Predicting Shortened Pregnancy: XGBoost Outperforms in sPTB Risk Assessment
Predictive Models for Spontaneous Preterm Birth (sPTB)
In this study, we analyzed data from 3,082 pregnant women at our main hospital and 864 from the Chengxi branch. We developed predictive models for spontaneous preterm birth (sPTB) using five machine learning algorithms. The XGBoost model showed the best performance among these.
We identified several key factors that influence sPTB. The main factors include alkaline phosphatase (ALP), alpha-fetoprotein (AFP), albumin (ALB), hematocrit (HCT), total cholesterol (TC), diastolic blood pressure (DBP), alanine aminotransferase (ALT), platelet count (PLT), height, and systolic blood pressure (SBP).
Statistical Findings
From 44 evaluated indicators, 24 showed statistically significant differences between the groups. We conducted a collinearity analysis on these indicators and excluded those with high correlation. This process helped us create five models: Adaboost, XGBoost, Random Forest (RF), Logistic Regression (LR), and Gradient Boosting (GB). The XGBoost model produced an area under the curve (AUC) of 0.89, indicating its strong predictive capability.
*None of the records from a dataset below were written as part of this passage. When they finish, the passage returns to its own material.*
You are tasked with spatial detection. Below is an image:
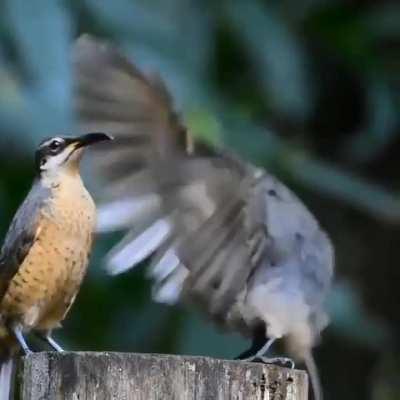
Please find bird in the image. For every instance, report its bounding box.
[72,35,334,400]
[0,132,111,400]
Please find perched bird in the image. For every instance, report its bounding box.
[0,133,110,400]
[73,35,334,399]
Role of XGBoost in Medicine
XGBoost is gaining popularity in medical diagnostics due to its efficiency and flexibility. It can analyze large datasets to predict disease risks effectively. Researchers have applied this algorithm to various medical conditions, including heart disease and cancer.
Conclusion and Clinical Implications
Combining key laboratory parameters like ALP and AFP with advanced algorithms like XGBoost can enhance the prediction of sPTB. We recommend integrating the XGBoost model into clinical practice, alongside ultrasound and clinical data, to improve its accuracy.
Study Limitations
Our study has limitations. The data came from a single hospital, which may affect how broadly we can apply our findings. We did not include ultrasound data, especially cervical length, which is important for assessing fetal health.
To improve our research, we plan to gather data from multiple centers to include diverse patient populations. Future studies should also focus on increasing sample sizes and using prospective methods to validate our findings. Additionally, we aim to collect data across different regions and consider factors like ethnicity and socioeconomic status to enhance the predictive model’s performance.
During data collection, we focused on a group of patients with uncomplicated pregnancies. While this helps maintain consistency, it may limit the generalizability of the findings.
In summary, this study highlights the potential of machine learning in predicting sPTB and emphasizes the need for comprehensive data to improve predictive accuracy.